[エントロピー増大の法則]
しかしながら、”エントロピー増大の法則”はいう。その法則では、自然界では、常に、エントロピー(乱雑さ、無秩序度)が小さい方から大きいへという方向に進む、という。つまり、これは、自然は必ず秩序から無秩序へという方向に進む、定常から散逸する方向へと進む、ということを言い表す。
しかし、実際には、自然界では、その法則に逆らうような現象がいっぱい起きている。これをどう解釈すればいいのだろうか。
[台風は散逸構造]
台風が散逸構造に該当する。台風発生前には、無定型に、高温の海面から水蒸気が蒸発する。その水蒸気が放出する時に生じる潜熱が台風を生み出す原動力、エネルギー源である。また、軽くなった空気は上昇する。
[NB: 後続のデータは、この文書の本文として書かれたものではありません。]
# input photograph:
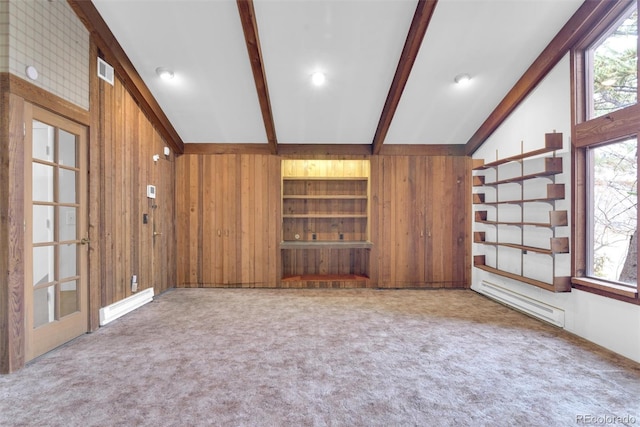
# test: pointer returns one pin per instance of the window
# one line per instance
(605, 155)
(612, 66)
(613, 205)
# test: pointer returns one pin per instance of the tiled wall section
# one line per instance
(48, 35)
(4, 36)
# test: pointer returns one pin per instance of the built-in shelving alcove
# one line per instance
(325, 223)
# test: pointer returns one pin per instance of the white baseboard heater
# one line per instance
(122, 307)
(523, 303)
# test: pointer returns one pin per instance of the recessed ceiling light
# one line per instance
(462, 79)
(318, 78)
(164, 73)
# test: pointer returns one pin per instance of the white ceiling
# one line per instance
(357, 43)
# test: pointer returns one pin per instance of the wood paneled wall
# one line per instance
(12, 338)
(123, 166)
(229, 221)
(228, 226)
(420, 221)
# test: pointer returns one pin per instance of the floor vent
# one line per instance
(120, 308)
(523, 303)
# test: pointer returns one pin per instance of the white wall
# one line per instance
(607, 322)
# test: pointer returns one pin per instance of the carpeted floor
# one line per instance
(249, 357)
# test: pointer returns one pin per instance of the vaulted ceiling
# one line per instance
(243, 68)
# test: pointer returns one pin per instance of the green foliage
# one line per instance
(615, 76)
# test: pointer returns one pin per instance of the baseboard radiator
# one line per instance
(523, 303)
(127, 305)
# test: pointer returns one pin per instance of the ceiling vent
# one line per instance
(105, 71)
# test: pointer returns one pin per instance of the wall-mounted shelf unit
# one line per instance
(511, 218)
(325, 222)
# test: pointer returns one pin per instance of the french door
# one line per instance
(56, 244)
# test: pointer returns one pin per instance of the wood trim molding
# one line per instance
(38, 96)
(580, 24)
(321, 150)
(250, 29)
(222, 148)
(12, 327)
(421, 19)
(423, 150)
(116, 56)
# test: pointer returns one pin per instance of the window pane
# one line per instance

すると、地上付近では周囲から湿った空気が中心に向かい上昇し、さらに熱を放出しエネルギーを与える。このような条件や動きが重なり合ってあたかも一つのシステムを形成するかのような定常的な流れとなり、台風は発達して行く。そして上陸して、エネルギーの供給が止まると、弱まり、やがて散逸消滅する。台風は、散逸構造であると共に、オートポイエーシス的システムでもあると言える。